# HD-Video auf Youtube hochladen? Wie?



## Schakal-x15 (6. Mai 2009)

Guten Abend liebe tutorials Community,

ich hab ein Problem!
Ich habe eine Logitech QuickCam Pro 9000, diese macht Videos mit einer Auflösung von 960x720 und speichert sie als *.wmv ab.

Zum komprimieren und Konvertieren benutze ich Super.

Ich hab bis jetzt versucht die Videos im "roh" zustand hochgeladen - fehlanzeige.
Dann hab ich es mit Super versucht und auch die Videos in H.264/AVC konvertiert nur hab ich damit bei Youtube maximal HQ erreicht... (wobei die Quallität nicht wirklich gut war)
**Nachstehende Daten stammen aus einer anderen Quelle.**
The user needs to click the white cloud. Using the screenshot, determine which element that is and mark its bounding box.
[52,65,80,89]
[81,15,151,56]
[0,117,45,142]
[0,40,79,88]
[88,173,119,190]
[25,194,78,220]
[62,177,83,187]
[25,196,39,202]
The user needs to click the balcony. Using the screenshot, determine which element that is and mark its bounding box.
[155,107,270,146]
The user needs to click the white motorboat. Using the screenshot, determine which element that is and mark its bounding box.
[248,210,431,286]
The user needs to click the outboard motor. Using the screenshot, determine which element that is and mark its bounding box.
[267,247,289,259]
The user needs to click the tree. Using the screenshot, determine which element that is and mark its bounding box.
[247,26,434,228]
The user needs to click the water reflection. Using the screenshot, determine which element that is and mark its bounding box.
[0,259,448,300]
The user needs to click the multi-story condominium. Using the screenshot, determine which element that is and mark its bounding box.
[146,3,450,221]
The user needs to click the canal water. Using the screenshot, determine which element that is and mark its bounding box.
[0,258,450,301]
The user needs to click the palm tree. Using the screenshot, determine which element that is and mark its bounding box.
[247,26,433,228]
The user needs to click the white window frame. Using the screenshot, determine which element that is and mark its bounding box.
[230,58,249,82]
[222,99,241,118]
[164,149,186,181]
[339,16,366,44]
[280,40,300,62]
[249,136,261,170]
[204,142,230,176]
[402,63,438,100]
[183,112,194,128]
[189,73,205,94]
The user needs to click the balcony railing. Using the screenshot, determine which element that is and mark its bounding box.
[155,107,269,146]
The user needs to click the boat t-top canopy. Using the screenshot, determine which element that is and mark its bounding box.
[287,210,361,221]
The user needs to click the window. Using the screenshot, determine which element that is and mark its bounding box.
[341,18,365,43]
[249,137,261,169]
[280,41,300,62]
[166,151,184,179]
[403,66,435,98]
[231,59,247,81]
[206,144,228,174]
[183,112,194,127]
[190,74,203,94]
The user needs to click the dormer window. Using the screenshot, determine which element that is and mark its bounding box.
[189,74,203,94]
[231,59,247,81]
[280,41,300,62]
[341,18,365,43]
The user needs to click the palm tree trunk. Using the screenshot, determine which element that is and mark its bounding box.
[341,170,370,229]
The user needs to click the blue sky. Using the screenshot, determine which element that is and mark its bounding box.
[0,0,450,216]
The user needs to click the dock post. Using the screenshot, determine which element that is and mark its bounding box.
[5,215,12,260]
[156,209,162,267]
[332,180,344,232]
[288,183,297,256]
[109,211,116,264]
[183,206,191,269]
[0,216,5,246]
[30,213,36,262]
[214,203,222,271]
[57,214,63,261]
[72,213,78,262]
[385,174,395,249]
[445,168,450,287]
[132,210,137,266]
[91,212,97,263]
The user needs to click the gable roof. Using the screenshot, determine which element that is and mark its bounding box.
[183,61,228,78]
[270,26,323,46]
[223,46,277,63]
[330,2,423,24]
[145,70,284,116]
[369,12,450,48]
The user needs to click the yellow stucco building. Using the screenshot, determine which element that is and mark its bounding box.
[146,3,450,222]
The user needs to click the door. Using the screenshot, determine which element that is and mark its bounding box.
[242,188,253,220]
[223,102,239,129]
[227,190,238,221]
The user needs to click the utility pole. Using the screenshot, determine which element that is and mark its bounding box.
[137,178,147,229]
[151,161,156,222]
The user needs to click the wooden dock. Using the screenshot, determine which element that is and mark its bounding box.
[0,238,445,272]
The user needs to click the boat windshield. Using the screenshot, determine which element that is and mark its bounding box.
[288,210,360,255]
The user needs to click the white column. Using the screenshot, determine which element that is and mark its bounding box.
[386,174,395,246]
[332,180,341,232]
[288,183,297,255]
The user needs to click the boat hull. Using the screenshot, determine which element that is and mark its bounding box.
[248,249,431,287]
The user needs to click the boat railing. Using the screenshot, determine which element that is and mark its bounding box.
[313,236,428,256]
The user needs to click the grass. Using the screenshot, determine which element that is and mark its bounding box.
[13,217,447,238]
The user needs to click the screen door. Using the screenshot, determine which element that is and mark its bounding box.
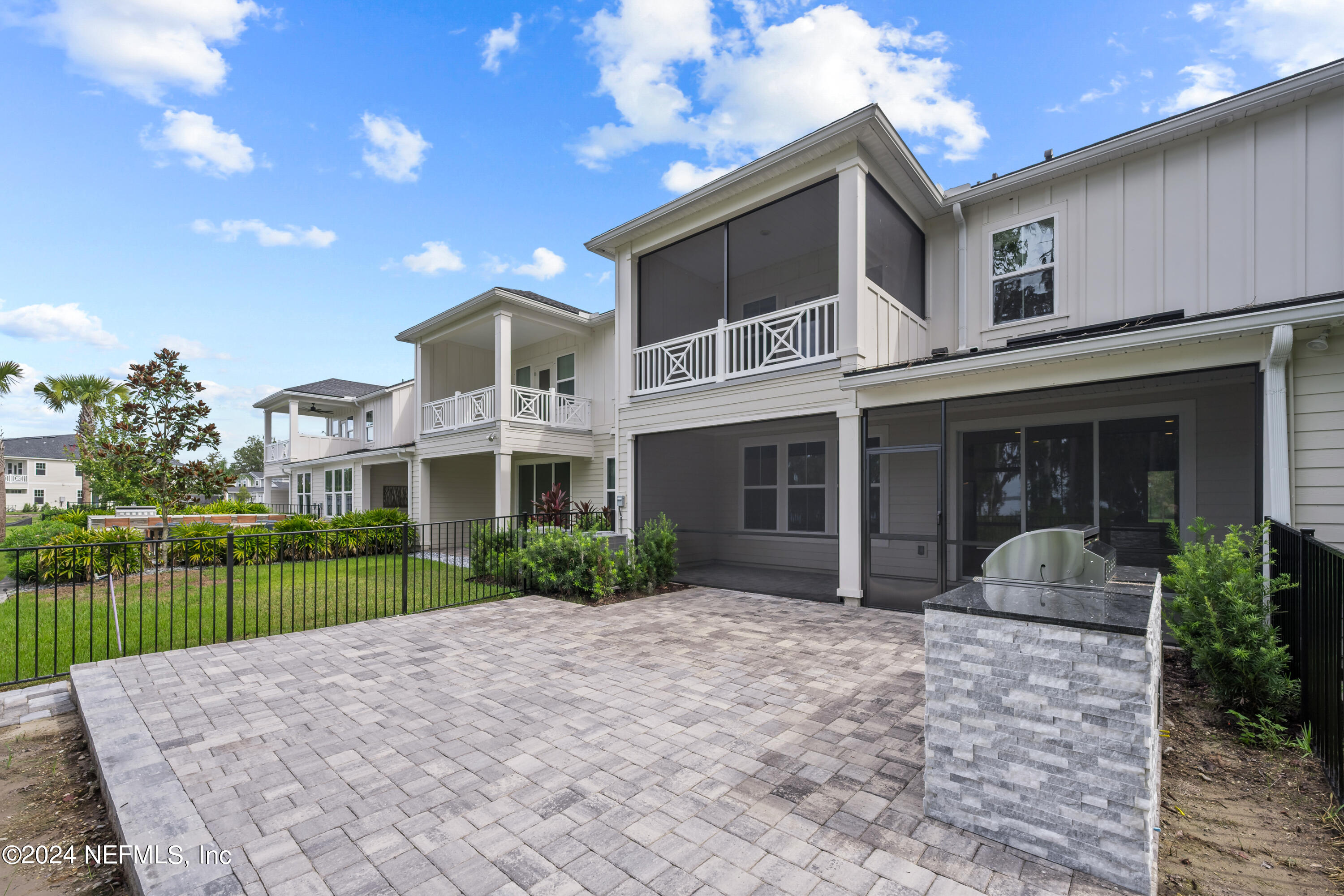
[864,442,943,612]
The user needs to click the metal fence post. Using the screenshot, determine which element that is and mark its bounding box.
[224,529,234,642]
[402,522,411,615]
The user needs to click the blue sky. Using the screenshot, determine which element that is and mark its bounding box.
[0,0,1344,451]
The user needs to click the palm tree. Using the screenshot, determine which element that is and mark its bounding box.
[32,374,130,500]
[0,362,23,541]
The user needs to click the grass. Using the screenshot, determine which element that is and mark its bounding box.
[0,553,515,682]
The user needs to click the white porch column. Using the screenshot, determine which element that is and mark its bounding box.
[495,310,513,424]
[1265,324,1293,525]
[836,407,864,607]
[495,451,513,516]
[417,461,433,522]
[836,159,868,371]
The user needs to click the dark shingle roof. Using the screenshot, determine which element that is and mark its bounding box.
[4,434,79,461]
[495,286,583,314]
[288,379,383,398]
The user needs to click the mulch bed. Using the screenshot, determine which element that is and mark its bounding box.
[1159,649,1344,896]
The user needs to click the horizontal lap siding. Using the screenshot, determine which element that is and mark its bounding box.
[1292,333,1344,547]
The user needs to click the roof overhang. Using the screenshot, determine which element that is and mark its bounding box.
[840,294,1344,391]
[396,286,616,343]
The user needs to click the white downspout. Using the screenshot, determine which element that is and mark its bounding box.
[1265,324,1293,525]
[952,203,966,352]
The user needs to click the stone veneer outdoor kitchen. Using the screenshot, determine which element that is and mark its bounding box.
[925,567,1161,893]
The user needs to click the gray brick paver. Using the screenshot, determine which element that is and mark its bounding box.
[78,588,1134,896]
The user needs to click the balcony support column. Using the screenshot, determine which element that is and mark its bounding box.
[495,310,513,424]
[836,407,864,607]
[836,159,868,371]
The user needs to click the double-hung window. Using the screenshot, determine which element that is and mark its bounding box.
[742,445,780,530]
[555,355,574,395]
[991,215,1058,324]
[327,466,355,516]
[789,442,827,532]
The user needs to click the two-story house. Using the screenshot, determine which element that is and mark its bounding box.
[587,62,1344,610]
[396,288,616,521]
[4,435,87,510]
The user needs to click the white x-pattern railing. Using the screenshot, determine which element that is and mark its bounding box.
[634,296,840,392]
[511,386,593,430]
[421,386,499,433]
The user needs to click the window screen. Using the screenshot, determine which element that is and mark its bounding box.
[789,442,827,532]
[742,445,780,529]
[864,175,925,317]
[728,177,840,321]
[640,227,723,345]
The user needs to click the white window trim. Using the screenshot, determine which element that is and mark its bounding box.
[980,203,1070,339]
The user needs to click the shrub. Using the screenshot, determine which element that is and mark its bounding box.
[636,513,676,586]
[15,524,145,584]
[1165,517,1300,723]
[4,518,81,548]
[519,529,616,602]
[612,547,649,591]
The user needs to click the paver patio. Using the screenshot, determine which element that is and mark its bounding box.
[74,588,1117,896]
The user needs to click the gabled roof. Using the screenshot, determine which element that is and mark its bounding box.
[285,378,383,398]
[585,59,1344,258]
[4,433,79,461]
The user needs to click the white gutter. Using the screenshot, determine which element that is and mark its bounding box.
[1265,324,1293,525]
[952,203,966,352]
[840,298,1344,391]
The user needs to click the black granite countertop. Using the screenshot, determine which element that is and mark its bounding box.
[923,567,1157,635]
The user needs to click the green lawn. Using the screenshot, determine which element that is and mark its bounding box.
[0,555,513,684]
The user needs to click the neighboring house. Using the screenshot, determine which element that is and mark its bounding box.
[224,470,265,502]
[587,62,1344,610]
[254,289,616,521]
[4,435,85,510]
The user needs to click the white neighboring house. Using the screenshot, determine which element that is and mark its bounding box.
[4,435,87,510]
[224,470,265,504]
[587,60,1344,610]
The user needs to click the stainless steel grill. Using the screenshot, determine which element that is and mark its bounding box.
[984,524,1116,590]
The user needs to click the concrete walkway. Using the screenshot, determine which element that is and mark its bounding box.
[73,588,1116,896]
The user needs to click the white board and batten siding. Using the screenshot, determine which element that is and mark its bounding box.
[926,89,1344,348]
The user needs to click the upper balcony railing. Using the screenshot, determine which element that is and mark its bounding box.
[266,433,360,463]
[634,296,840,394]
[421,386,593,435]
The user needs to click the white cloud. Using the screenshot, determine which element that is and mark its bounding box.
[383,241,464,274]
[1078,75,1129,102]
[159,336,233,360]
[191,218,336,249]
[28,0,267,105]
[140,109,255,177]
[513,246,564,280]
[663,161,737,195]
[574,0,988,168]
[0,302,122,348]
[1189,0,1344,78]
[362,112,434,184]
[481,12,523,74]
[1160,62,1236,116]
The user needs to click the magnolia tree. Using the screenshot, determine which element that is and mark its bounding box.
[94,348,235,513]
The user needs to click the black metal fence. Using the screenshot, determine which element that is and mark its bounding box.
[0,513,610,685]
[1269,520,1344,797]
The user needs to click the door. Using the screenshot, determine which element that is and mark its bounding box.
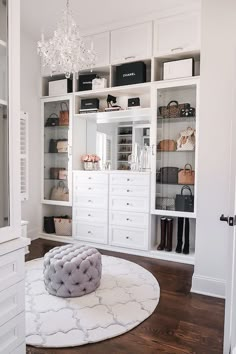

Ligt es daran das meine Videos 4:3 sind und nicht 16:9 1280x720?
Kann ich nur 1920x1080 hochladen die dann als HD Videos angezeigt werden?
Oder konvertier ich die Viedeos Falsch? Würde mich über Tips/Erfahrungen und Hilfe freuen.

MFG Schakal-x15


----------



## chmee (7. Mai 2009)

Bitte mal in der VideoFAQ nachlesen. 960x720 sind nunmal kein 720p.

mfg chmee


----------